Using this Amazon press release technique will help you think through a lot of these questions and get some answers.

It’s going to help you find clarity about what it is that you’re trying to build and it’s going to ensure that you’re building something that’s exciting and compelling for your future customer. Heck, it may even give you a basic feature set to work from once it’s time to get started building the thing.

Sound good? Cool. Let’s talk about writing one.

The sections of the press release

Headline

Say what the project is about

Subheading

Who it’s for and how they’re going to benefit

Main content area

The product and it’s value

First talk about what the product does and what kind of value it’s going to provide.

Problem and pains

Then you can talk about the problem you’re solving and the pains your customer may have associated with that problem.
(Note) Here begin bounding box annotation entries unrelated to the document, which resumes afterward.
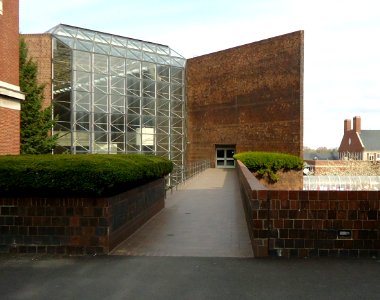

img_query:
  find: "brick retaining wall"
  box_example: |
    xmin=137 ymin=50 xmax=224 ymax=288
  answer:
xmin=0 ymin=179 xmax=165 ymax=254
xmin=237 ymin=161 xmax=380 ymax=257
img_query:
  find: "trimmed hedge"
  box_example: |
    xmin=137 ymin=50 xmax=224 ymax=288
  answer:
xmin=234 ymin=152 xmax=303 ymax=182
xmin=0 ymin=154 xmax=173 ymax=197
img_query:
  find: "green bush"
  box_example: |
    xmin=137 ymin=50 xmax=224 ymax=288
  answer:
xmin=0 ymin=154 xmax=173 ymax=197
xmin=234 ymin=152 xmax=303 ymax=182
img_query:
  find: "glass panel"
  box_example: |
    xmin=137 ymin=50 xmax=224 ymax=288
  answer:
xmin=110 ymin=95 xmax=125 ymax=113
xmin=111 ymin=114 xmax=125 ymax=132
xmin=141 ymin=62 xmax=156 ymax=80
xmin=171 ymin=67 xmax=183 ymax=84
xmin=143 ymin=80 xmax=156 ymax=98
xmin=73 ymin=91 xmax=91 ymax=112
xmin=73 ymin=51 xmax=91 ymax=72
xmin=127 ymin=77 xmax=141 ymax=96
xmin=94 ymin=54 xmax=108 ymax=74
xmin=111 ymin=76 xmax=125 ymax=95
xmin=157 ymin=82 xmax=169 ymax=99
xmin=171 ymin=84 xmax=183 ymax=101
xmin=157 ymin=65 xmax=170 ymax=82
xmin=216 ymin=160 xmax=224 ymax=166
xmin=127 ymin=97 xmax=141 ymax=115
xmin=126 ymin=59 xmax=141 ymax=78
xmin=216 ymin=149 xmax=224 ymax=158
xmin=226 ymin=160 xmax=235 ymax=167
xmin=74 ymin=71 xmax=91 ymax=92
xmin=110 ymin=57 xmax=125 ymax=76
xmin=75 ymin=40 xmax=94 ymax=52
xmin=226 ymin=149 xmax=235 ymax=158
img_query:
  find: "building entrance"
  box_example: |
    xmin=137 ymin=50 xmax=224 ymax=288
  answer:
xmin=215 ymin=146 xmax=235 ymax=168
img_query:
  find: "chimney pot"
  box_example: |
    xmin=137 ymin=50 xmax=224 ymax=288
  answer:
xmin=344 ymin=119 xmax=351 ymax=132
xmin=354 ymin=116 xmax=362 ymax=133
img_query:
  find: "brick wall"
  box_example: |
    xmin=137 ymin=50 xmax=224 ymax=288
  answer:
xmin=186 ymin=31 xmax=303 ymax=166
xmin=0 ymin=107 xmax=20 ymax=155
xmin=0 ymin=0 xmax=19 ymax=86
xmin=237 ymin=162 xmax=380 ymax=257
xmin=306 ymin=160 xmax=380 ymax=176
xmin=0 ymin=179 xmax=165 ymax=254
xmin=21 ymin=33 xmax=53 ymax=108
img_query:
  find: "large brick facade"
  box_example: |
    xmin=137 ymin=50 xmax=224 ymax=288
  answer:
xmin=186 ymin=31 xmax=303 ymax=168
xmin=0 ymin=0 xmax=19 ymax=86
xmin=0 ymin=0 xmax=25 ymax=155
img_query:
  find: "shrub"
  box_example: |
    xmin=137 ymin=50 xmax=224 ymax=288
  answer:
xmin=0 ymin=154 xmax=173 ymax=197
xmin=234 ymin=152 xmax=303 ymax=182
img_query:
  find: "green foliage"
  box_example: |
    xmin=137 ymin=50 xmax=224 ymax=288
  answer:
xmin=0 ymin=154 xmax=173 ymax=197
xmin=20 ymin=39 xmax=58 ymax=154
xmin=234 ymin=152 xmax=303 ymax=182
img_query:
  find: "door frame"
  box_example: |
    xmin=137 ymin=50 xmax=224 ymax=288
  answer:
xmin=215 ymin=145 xmax=236 ymax=169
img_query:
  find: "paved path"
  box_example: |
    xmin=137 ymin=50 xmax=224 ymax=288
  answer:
xmin=112 ymin=169 xmax=253 ymax=257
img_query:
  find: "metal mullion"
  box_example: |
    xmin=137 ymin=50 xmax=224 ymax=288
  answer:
xmin=88 ymin=53 xmax=95 ymax=153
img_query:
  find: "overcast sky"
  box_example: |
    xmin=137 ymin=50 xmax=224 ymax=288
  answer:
xmin=20 ymin=0 xmax=380 ymax=148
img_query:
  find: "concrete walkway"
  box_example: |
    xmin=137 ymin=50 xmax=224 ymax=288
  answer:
xmin=112 ymin=169 xmax=253 ymax=257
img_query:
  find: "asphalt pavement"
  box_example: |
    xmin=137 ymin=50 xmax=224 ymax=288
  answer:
xmin=0 ymin=255 xmax=380 ymax=300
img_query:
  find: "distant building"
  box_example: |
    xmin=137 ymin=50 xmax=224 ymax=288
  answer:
xmin=0 ymin=0 xmax=25 ymax=155
xmin=339 ymin=117 xmax=380 ymax=161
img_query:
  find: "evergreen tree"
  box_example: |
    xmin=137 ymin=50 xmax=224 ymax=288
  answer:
xmin=20 ymin=39 xmax=58 ymax=154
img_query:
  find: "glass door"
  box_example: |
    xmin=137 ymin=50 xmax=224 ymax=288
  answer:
xmin=216 ymin=147 xmax=235 ymax=168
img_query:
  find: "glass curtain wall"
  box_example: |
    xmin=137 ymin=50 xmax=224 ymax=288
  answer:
xmin=49 ymin=25 xmax=186 ymax=180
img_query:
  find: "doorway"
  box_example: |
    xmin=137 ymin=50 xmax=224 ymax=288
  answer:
xmin=215 ymin=146 xmax=235 ymax=168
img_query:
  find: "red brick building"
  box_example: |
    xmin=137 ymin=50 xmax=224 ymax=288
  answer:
xmin=339 ymin=116 xmax=380 ymax=161
xmin=0 ymin=0 xmax=25 ymax=155
xmin=23 ymin=24 xmax=304 ymax=168
xmin=186 ymin=31 xmax=303 ymax=167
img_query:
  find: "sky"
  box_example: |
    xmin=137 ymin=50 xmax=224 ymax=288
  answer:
xmin=20 ymin=0 xmax=380 ymax=148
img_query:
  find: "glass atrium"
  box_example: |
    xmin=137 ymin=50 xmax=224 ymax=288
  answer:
xmin=49 ymin=25 xmax=186 ymax=177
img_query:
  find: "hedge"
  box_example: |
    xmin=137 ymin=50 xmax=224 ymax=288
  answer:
xmin=234 ymin=152 xmax=303 ymax=182
xmin=0 ymin=154 xmax=173 ymax=197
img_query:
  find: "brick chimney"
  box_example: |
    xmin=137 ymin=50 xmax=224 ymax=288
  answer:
xmin=344 ymin=119 xmax=351 ymax=132
xmin=353 ymin=117 xmax=362 ymax=133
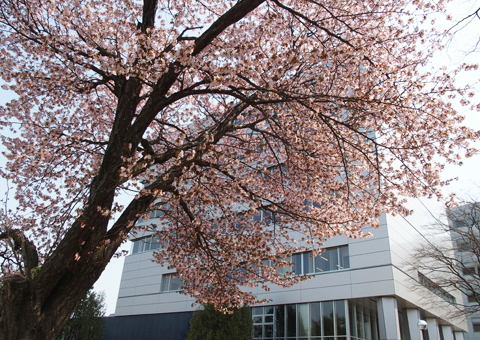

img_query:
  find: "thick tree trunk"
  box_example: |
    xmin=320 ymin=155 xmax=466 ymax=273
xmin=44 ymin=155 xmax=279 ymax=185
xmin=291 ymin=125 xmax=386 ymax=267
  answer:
xmin=0 ymin=244 xmax=113 ymax=340
xmin=0 ymin=0 xmax=265 ymax=340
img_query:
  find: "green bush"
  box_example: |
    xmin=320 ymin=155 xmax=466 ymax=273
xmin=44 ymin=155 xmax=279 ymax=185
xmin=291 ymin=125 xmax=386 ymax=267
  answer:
xmin=186 ymin=304 xmax=253 ymax=340
xmin=60 ymin=290 xmax=105 ymax=340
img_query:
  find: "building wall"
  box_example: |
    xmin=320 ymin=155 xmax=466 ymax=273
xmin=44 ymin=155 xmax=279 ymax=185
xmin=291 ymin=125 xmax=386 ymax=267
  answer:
xmin=115 ymin=201 xmax=467 ymax=340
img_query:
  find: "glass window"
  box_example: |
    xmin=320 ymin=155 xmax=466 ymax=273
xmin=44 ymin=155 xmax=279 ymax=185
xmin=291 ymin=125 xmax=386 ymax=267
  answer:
xmin=472 ymin=319 xmax=480 ymax=333
xmin=285 ymin=305 xmax=297 ymax=337
xmin=348 ymin=301 xmax=357 ymax=337
xmin=292 ymin=253 xmax=303 ymax=275
xmin=462 ymin=267 xmax=475 ymax=275
xmin=338 ymin=246 xmax=350 ymax=269
xmin=303 ymin=251 xmax=315 ymax=274
xmin=277 ymin=256 xmax=293 ymax=276
xmin=335 ymin=300 xmax=347 ymax=335
xmin=310 ymin=302 xmax=322 ymax=336
xmin=297 ymin=303 xmax=309 ymax=336
xmin=161 ymin=273 xmax=183 ymax=292
xmin=252 ymin=307 xmax=263 ymax=315
xmin=315 ymin=248 xmax=339 ymax=273
xmin=275 ymin=305 xmax=285 ymax=339
xmin=322 ymin=301 xmax=335 ymax=335
xmin=253 ymin=325 xmax=263 ymax=339
xmin=356 ymin=305 xmax=365 ymax=339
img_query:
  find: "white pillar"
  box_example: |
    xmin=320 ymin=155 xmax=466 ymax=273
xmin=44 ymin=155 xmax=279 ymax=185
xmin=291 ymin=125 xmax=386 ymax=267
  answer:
xmin=425 ymin=318 xmax=440 ymax=340
xmin=407 ymin=309 xmax=423 ymax=340
xmin=377 ymin=296 xmax=404 ymax=340
xmin=442 ymin=326 xmax=453 ymax=340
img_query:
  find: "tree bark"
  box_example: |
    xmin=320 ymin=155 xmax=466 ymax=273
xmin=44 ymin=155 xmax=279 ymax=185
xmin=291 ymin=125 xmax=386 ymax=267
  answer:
xmin=0 ymin=0 xmax=265 ymax=340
And this is also a good time to explain how your product is going to obliterate that pain that your customers may have right now.

Fake social proof

You can even go ahead and throw in a fake customer testimonial or a fake quote from the CEO about the product, and then you wrap it up with a CTA that describes how the reader can get started.

And that’s it.

Make sure you’re excited about what you just wrote

If you’re not excited about what you just wrote, keep iterating. No one’s going to be interested in a lackluster product, so make sure you’re hyping it up.

And if you are having a hard time hyping it up it may be time to go back to the drawing board and rethink how you’re approaching the problem.

What’s Next?

Once you’re done, you don’t actually have to publish this press release. It’s more of a though exercise. Now it’s time to start pulling some of the key features out and figuring out what they’d look like.